Three servers (201, 202, 203) form a TiDB cluster, with each server deploying TiDB/PD/TiKV/TiFlash. To test the high availability of the cluster, a network disconnection test was conducted:
2022-08-31 22:36: Disconnected the network of server 202 for testing. After connecting with the database connection tool, the query reported “Region is unavailable” (this error was reported when querying through haproxy’s 3390, single node 201:4000, and 203:4000 ports).
2022-08-31 23:40: Disconnected the network of server 201 for testing. The database connection tool query was normal (queries through haproxy’s 3390, single node 202:4000, and 203:4000 ports were all normal).
2022-08-31 23:53: Disconnected the network of server 203 for testing. The database connection tool query was normal (queries through haproxy’s 3390 and single node 4000 ports were all normal).
2022-09-01 00:21: After reconnecting the network of all servers, the overall log was tested. The database connection tool query was normal (queries through haproxy’s 3390 and single node 4000 ports were all normal). Attached are the logs of each server Server Logs 20220901.rar (1.5 MB)
Node 202, which is disconnected from the network, should have some regions with the leader role. You can check if there were any abnormal messages before the disconnection.
First, the network was disconnected around 22:33:00, and the leaders of other stores did not increase, which triggered the issue of “Region is unavailable”;
The disappearance of the Region heartbeat report was expected due to the network disconnection.
The absence of balance-leader operator was unexpected and also triggered point 1;
During the failure period of 202, the PD leader was 203, and it was not the PD leader that was killed.
Looking closely at the log, after removing some useless logs using expressions, the content is as follows: 203 rpc failed to connect to itself, but in fact, the network connection to itself should be fine:
For the new version, please provide another clinic. My machine is not sufficient to reproduce the issue as it is.
Is it always this node that has the problem? If so, kill this node’s PD and then collect the clinic to avoid interference from other information.
If only this node has the problem, you can ask the network team if there is anything special about this node.
The strange point now is that killing the leader does not report region unavailable, but killing an irrelevant PD reports an error. However, monitoring shows that the region has not been scheduled.
If you are willing to try, you can also configure a Label for them to see if it bypasses the issue (this is just an attempt because regions are not scheduled to the same host by default, it feels like there is some problem with the scheduling).
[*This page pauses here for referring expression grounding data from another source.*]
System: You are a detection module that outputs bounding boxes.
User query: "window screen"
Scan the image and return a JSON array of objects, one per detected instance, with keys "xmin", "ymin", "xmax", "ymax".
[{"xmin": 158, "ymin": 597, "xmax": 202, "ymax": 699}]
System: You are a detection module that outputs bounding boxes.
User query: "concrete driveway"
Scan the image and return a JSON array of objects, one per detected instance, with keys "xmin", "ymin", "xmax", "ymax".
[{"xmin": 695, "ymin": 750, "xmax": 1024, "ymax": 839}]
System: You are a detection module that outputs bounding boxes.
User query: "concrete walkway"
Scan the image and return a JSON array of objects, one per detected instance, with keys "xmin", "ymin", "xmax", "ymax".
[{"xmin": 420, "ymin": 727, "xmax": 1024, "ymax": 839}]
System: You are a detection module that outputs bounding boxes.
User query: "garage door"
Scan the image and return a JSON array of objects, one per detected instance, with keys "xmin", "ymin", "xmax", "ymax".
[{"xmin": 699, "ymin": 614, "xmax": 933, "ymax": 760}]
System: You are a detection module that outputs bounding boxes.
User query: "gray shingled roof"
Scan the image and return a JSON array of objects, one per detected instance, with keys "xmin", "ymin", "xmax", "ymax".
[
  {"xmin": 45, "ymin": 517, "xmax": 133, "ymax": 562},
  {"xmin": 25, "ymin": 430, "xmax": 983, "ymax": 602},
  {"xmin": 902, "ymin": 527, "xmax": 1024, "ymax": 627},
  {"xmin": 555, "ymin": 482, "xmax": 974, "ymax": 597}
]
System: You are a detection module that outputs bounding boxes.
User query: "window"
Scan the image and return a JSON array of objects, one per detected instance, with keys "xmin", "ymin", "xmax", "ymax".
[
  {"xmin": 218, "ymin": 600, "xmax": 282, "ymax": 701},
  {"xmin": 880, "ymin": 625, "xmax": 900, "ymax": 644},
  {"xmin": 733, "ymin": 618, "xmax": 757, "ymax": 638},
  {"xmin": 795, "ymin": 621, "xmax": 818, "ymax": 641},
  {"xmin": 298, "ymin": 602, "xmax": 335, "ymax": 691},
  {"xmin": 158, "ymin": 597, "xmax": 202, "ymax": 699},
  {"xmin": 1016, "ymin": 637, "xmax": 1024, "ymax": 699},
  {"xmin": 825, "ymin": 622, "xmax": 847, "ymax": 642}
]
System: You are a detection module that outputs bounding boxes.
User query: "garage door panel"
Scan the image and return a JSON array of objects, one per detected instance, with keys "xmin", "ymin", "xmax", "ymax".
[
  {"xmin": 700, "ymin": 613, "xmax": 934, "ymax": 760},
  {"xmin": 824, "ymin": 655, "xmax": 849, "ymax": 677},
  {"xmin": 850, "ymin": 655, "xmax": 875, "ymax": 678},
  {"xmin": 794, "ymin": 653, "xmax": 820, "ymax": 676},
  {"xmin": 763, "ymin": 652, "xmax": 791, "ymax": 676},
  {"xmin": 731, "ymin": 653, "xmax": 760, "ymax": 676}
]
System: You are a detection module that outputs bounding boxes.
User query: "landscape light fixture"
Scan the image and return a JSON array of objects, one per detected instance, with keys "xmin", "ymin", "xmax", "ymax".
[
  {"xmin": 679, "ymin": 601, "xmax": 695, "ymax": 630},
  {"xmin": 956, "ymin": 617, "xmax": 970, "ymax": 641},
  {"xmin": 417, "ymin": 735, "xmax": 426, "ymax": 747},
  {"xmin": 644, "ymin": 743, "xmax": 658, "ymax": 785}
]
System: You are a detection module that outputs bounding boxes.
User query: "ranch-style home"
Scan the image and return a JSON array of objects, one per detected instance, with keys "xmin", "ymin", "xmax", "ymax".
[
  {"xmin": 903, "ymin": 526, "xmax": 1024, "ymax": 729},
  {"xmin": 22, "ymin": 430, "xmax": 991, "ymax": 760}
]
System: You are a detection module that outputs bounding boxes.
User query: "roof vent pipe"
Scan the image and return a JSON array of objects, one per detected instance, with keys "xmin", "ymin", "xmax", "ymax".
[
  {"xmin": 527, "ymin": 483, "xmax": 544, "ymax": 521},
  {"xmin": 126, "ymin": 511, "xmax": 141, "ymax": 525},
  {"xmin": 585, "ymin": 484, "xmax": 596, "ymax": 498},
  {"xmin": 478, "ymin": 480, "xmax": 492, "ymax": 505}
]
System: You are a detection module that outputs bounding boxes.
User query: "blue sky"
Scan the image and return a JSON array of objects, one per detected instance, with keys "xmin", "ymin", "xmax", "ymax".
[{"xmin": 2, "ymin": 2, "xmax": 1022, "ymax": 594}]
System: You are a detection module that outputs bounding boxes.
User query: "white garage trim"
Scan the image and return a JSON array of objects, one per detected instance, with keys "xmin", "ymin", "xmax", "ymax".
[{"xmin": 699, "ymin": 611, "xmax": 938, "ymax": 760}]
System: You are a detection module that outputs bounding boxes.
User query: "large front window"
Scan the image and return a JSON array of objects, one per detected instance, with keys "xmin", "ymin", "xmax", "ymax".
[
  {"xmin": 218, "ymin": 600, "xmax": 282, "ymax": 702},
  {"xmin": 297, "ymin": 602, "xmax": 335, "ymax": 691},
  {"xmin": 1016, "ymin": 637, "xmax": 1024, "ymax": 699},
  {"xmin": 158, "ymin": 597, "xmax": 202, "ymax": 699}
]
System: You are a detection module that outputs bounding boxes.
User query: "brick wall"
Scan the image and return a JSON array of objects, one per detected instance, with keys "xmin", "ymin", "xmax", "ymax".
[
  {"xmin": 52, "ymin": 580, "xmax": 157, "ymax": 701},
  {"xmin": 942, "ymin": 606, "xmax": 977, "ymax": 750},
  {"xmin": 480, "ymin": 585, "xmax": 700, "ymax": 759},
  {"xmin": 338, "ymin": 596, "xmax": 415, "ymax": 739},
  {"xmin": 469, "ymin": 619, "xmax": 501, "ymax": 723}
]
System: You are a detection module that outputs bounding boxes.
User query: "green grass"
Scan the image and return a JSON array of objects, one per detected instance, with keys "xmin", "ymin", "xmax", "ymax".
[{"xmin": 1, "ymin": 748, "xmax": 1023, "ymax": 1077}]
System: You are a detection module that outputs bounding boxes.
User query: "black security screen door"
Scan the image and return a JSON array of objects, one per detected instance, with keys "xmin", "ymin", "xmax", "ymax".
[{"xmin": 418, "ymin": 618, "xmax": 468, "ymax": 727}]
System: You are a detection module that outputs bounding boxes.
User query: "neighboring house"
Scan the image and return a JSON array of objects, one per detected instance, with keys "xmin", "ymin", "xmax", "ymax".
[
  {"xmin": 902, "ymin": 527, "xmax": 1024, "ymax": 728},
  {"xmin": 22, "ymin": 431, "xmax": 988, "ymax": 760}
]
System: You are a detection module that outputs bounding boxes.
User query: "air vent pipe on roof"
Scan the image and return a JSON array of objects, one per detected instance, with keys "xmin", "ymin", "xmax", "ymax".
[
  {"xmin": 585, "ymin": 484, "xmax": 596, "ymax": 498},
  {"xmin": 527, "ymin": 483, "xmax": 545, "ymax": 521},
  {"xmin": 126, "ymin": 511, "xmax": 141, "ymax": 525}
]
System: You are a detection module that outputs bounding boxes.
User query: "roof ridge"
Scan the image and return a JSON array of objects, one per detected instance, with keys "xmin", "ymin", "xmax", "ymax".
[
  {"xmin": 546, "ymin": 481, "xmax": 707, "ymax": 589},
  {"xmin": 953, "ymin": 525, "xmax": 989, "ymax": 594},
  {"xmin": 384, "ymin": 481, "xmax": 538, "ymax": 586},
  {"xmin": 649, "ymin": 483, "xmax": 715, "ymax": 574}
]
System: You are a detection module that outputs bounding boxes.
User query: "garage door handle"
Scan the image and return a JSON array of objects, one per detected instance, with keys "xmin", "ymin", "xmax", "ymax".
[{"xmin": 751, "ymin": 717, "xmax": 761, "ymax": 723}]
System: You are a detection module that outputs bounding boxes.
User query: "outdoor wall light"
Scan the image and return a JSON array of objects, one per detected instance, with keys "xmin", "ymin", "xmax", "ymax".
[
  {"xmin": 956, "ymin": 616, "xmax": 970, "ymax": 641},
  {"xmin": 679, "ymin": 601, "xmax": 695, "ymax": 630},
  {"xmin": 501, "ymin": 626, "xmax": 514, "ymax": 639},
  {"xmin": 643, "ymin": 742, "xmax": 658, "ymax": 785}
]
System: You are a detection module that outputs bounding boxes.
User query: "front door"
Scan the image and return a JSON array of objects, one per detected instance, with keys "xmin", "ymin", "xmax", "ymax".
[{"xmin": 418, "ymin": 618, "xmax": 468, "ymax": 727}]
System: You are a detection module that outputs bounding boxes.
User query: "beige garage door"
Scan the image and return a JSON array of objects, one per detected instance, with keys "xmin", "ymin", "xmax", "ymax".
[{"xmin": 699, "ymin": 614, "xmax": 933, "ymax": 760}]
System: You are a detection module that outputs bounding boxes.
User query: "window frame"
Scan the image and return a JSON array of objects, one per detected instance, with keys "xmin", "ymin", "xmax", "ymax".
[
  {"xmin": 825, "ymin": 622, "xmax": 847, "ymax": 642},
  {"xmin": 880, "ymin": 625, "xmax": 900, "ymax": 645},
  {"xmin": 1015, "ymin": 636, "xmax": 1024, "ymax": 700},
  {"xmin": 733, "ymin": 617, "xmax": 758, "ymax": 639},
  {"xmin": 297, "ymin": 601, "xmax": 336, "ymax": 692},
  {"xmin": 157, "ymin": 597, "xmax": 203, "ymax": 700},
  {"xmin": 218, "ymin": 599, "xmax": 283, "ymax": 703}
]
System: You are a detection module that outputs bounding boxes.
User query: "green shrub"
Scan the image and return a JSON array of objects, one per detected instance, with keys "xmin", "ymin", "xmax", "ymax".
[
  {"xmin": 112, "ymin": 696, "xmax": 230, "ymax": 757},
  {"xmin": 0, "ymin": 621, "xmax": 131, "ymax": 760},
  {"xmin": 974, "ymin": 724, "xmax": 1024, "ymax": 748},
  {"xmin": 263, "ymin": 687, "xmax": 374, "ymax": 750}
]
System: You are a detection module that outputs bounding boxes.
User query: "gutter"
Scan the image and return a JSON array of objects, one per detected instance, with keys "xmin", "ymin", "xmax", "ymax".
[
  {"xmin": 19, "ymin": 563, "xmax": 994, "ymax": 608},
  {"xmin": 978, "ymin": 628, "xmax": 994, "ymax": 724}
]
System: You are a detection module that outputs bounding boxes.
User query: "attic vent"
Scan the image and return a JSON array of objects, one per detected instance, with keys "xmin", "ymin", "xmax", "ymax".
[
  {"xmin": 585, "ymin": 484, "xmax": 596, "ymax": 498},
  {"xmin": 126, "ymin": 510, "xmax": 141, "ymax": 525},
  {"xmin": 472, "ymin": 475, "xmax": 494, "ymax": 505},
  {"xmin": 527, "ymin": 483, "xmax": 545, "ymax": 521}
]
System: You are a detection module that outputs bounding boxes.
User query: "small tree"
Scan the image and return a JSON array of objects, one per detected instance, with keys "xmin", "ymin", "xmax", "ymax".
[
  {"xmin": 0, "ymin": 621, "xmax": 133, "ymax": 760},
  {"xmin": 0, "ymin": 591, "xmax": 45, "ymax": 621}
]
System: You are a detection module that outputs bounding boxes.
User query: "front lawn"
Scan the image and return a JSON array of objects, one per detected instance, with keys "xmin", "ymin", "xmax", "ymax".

Is the cluster set to log.level == error? It’s hard to see the specific behavior of the components , for example, when the PD leader switch is completed. Some information points need to be viewed at the info or even debug log level.
There seems to be no problem with the patch command. You can go to the TiKV deploy directory and use ./tikv-server --version to check if the patch was successful.
This time, the scheduler looks normal. By the way, do you often use ctrl + c during testing? This can easily leave behind evict-leader-scheduler, or the network disconnection test intervals are too frequent.
The internal balance-leader mechanism in PD is actually running, but it hasn’t generated a real balance leader operator.
First, remove the evict-leader this time, then check each panel to ensure there are no anomalies. Disconnect the network (only one machine), then use the following statement to check. See if it can be reproduced. If it can be reproduced, check again after 15 minutes. If it still can be reproduced, use the following statement to check the results. Finally, restore the network. After the cluster returns to normal, take the clinic results from 10 minutes before the disconnection and 10 minutes after the cluster returns to normal, as well as several results from trace select ......
trace select * from XXX;
By the way, this time the clinic did not include information before the disconnection.
Each clinic gives a slightly different feeling It doesn’t seem like the same issue.